By Chris IrvineChris Huhne, the Liberal Democrat home affairs spokesman, will reveal the statistic as he sets out a fresh initiative to cut crime.
Published: 7:40AM BST 04 Sep 2008
Critics of the new laws blame a government addicted to pushing complicated legislation through Parliament, and keen on grabbing a cheap headline.
A total of 3,605 offences have been introduced since May 1997, an average of 320 a year.
They include 1,238 brought in as primary legislation, which means they were debated in Parliament, and 2,367 by secondary legislation, such as orders in council and statutory documents.

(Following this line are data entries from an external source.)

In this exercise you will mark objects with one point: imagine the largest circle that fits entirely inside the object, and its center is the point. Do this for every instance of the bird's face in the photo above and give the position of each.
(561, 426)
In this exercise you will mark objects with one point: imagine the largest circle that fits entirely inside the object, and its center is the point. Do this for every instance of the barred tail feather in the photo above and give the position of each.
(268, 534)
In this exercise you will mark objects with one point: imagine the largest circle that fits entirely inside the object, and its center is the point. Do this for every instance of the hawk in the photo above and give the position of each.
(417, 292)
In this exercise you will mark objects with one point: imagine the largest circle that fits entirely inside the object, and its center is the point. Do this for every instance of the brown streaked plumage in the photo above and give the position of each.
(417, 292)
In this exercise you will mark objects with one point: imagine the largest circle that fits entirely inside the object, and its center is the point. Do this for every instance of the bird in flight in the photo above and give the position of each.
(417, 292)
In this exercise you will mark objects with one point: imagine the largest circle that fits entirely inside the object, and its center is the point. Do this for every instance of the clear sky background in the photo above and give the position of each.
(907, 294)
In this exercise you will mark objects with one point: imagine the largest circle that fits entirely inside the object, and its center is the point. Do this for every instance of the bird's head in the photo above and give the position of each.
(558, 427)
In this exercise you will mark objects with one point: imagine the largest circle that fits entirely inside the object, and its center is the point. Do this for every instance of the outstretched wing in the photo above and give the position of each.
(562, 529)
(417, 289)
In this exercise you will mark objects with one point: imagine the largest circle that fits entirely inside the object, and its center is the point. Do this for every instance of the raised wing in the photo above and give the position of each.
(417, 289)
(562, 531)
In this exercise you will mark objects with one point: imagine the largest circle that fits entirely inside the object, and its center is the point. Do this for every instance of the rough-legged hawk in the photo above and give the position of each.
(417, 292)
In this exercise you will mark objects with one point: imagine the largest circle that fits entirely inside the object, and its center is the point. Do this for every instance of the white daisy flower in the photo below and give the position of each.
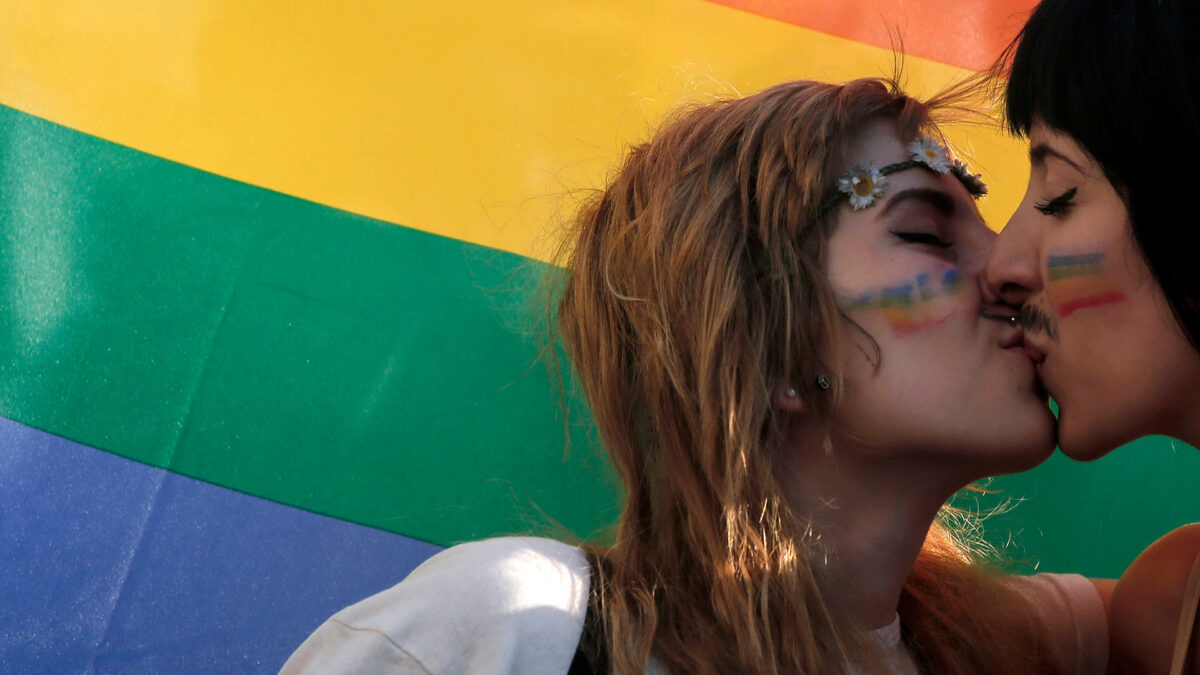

The worst offender is the Department for Environment, Food and Rural Affairs, which has created 852 new offences.
This is followed by the Department for Business, Enterprise and Regulatory Reform, and its predecessor the Department for Trade and Industry, which between them have created 678 offences.
Meanwhile the Home Office is responsible for 455 offences.

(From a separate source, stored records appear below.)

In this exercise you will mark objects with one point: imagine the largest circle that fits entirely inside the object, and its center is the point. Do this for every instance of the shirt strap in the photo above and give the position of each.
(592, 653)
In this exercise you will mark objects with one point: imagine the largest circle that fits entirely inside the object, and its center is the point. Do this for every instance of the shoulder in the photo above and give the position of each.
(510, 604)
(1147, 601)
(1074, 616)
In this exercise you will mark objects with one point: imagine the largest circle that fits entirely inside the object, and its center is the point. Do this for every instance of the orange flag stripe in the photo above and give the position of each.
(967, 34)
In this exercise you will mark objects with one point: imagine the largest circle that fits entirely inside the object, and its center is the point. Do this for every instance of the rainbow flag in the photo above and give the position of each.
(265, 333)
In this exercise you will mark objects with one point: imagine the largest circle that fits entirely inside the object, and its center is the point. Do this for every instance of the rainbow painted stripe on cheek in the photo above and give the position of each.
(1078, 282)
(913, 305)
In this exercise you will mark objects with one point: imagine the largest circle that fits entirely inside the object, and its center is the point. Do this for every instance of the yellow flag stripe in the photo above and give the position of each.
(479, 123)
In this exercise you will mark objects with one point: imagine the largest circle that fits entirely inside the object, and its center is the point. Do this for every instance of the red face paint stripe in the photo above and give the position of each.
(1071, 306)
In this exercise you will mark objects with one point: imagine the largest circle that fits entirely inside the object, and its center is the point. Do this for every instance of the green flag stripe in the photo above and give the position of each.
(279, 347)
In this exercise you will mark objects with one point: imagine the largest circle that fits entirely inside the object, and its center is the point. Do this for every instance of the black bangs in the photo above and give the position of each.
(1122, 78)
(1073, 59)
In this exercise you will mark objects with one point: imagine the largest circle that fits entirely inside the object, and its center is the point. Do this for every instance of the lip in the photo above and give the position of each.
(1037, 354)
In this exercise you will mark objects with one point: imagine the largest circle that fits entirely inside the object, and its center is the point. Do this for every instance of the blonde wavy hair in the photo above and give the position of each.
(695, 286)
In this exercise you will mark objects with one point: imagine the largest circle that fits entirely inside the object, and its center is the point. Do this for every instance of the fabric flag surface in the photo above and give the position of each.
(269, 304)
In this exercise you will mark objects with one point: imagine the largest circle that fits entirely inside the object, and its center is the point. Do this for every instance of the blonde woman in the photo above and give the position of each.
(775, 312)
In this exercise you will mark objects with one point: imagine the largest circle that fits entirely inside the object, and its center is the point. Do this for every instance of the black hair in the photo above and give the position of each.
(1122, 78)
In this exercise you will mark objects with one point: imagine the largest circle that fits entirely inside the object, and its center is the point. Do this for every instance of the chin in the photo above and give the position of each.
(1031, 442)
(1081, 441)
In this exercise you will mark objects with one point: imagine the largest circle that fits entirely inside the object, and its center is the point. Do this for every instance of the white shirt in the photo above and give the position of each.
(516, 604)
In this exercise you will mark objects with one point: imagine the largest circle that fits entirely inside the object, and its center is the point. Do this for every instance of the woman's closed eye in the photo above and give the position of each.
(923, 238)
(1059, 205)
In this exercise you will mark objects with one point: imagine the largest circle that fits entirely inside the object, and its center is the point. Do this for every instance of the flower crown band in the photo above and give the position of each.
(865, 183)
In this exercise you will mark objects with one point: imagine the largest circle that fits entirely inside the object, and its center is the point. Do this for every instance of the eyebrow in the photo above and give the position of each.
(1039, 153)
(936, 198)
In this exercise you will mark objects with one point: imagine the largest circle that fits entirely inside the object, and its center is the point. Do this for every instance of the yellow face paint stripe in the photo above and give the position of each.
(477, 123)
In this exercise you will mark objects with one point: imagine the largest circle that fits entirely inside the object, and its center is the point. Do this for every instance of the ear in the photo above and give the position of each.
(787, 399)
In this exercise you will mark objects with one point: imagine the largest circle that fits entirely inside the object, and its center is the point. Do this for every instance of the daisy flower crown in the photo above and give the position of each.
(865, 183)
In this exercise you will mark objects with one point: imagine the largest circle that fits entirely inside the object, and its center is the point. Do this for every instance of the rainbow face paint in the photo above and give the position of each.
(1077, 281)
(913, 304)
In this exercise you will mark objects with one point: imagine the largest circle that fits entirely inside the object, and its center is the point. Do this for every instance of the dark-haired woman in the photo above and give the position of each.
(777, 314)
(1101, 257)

Among some of the more bizarre criminal offences created in the past five years include disturbing a pack of eggs when instructed not to by an authorised officer, or offering for sale a game bird killed on a Sunday or Christmas Day.

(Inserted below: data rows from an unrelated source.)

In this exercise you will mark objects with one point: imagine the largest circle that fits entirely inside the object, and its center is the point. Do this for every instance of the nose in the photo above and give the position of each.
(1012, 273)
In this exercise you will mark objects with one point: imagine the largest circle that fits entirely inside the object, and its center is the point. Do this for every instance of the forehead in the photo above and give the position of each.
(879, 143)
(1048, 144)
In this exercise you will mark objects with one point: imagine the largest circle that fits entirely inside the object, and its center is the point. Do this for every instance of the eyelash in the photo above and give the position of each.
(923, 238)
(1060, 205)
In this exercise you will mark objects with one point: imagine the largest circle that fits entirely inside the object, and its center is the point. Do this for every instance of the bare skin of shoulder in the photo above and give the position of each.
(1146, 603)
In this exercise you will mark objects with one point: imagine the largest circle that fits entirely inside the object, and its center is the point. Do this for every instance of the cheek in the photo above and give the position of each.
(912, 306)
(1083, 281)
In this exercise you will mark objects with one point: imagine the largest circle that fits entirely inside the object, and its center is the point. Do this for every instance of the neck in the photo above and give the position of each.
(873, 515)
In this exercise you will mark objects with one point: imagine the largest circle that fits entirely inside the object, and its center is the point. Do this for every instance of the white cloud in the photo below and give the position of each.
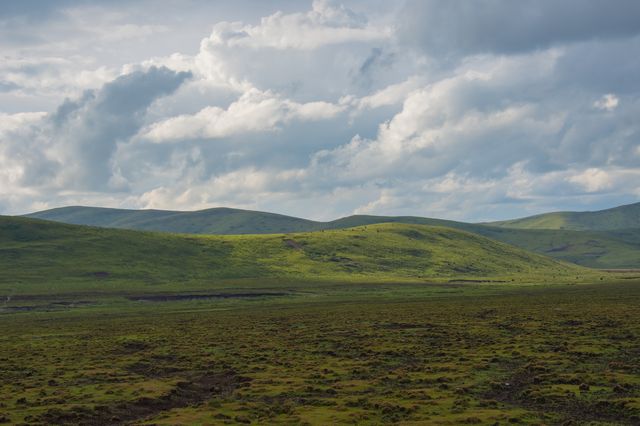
(254, 111)
(608, 102)
(324, 24)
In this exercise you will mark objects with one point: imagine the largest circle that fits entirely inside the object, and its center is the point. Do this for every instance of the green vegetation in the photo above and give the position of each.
(614, 249)
(368, 354)
(618, 218)
(41, 256)
(385, 323)
(210, 221)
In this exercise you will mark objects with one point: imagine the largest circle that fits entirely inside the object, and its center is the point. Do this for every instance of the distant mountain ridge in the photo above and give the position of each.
(621, 217)
(43, 255)
(602, 245)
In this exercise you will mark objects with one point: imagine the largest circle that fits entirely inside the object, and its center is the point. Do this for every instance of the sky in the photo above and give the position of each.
(469, 110)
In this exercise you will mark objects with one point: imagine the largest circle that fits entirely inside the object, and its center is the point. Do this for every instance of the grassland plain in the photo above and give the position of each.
(358, 353)
(49, 258)
(388, 323)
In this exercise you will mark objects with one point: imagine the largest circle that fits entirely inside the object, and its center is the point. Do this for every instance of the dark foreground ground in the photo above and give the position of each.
(448, 354)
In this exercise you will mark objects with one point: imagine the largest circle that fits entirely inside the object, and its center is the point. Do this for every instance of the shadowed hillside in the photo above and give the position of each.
(70, 256)
(598, 249)
(617, 218)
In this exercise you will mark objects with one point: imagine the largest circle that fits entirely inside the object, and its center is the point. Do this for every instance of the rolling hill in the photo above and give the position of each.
(46, 256)
(597, 249)
(617, 218)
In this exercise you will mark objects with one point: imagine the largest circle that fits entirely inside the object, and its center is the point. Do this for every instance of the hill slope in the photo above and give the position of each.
(210, 221)
(622, 217)
(49, 256)
(598, 249)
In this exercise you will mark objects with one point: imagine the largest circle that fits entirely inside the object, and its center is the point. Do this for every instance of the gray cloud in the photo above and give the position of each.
(443, 27)
(322, 110)
(73, 146)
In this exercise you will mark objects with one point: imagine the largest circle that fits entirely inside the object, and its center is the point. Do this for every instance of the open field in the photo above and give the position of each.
(40, 257)
(327, 353)
(387, 323)
(604, 239)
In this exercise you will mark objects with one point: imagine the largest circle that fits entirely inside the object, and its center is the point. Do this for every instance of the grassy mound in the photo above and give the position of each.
(46, 256)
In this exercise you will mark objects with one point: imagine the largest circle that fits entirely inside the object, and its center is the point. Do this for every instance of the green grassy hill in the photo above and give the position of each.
(597, 249)
(210, 221)
(49, 257)
(622, 217)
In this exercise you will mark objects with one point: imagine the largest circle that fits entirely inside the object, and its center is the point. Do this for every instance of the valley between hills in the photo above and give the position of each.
(227, 316)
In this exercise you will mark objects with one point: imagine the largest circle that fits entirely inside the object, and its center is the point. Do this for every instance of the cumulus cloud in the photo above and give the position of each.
(254, 111)
(71, 148)
(475, 111)
(324, 24)
(608, 102)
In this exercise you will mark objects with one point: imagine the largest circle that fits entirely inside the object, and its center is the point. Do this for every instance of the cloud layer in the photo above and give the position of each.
(477, 111)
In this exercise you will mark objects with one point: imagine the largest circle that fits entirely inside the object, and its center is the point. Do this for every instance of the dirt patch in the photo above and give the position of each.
(179, 297)
(184, 394)
(519, 390)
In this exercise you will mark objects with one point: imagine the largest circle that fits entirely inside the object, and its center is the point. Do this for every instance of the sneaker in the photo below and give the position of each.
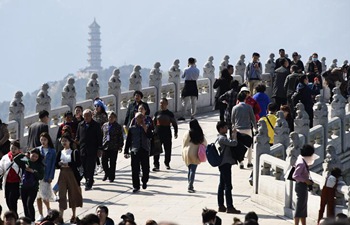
(99, 169)
(191, 191)
(233, 210)
(40, 218)
(222, 208)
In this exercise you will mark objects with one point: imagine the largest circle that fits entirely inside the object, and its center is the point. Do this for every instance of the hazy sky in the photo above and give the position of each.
(44, 40)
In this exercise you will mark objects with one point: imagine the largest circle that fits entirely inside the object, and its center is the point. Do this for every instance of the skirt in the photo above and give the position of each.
(45, 191)
(301, 190)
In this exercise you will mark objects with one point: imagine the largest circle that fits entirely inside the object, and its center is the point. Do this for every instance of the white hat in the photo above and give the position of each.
(244, 88)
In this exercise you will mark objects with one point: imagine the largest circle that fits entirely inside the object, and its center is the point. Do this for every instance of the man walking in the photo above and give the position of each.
(89, 137)
(163, 119)
(253, 72)
(190, 90)
(242, 119)
(37, 128)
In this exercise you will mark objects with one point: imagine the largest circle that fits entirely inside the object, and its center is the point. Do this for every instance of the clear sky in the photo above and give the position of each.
(44, 40)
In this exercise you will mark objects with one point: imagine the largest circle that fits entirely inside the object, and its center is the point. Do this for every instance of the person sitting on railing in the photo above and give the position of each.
(328, 194)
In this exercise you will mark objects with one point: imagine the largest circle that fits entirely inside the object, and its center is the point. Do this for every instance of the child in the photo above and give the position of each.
(328, 194)
(49, 158)
(225, 185)
(33, 171)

Under Tony Blair, Labour introduced 160 new offences in his first year, but in 2003, 493 offences were created.
Mr Huhne said "In what conceivable way can the introduction of a new criminal offence every day help tackle crime when most crimes that people care about have been illegal for years.
"This legislative diarrhoea is not about making us safer, because it does not help enforce the laws that we have one jot. It is about the Government's posturing on punishments."
Here is a list of some of the new criminal offences brought in under Labour:
- Creating a nuclear explosion
- Selling types of flora and fauna not native to the UK, such as the grey squirrel, ruddy duck or Japanese knotweed
- To wilfully pretend to be a barrister or a traffic warden
- Disturb a pack of eggs when instructed not to by an authorised officers
- Obstruct workers carrying out repairs to the Dockland Light Railway
- Offer for sale a game bird killed on a Sunday or Christmas Day
- Allow an unlicensed concert in a church hall or community centre
- A ship's captain may end up in court if he or she carries grain without a copy of the International Grain Code on board
I hope you have all been keeping up. Ignorance of the law is no excuse you know!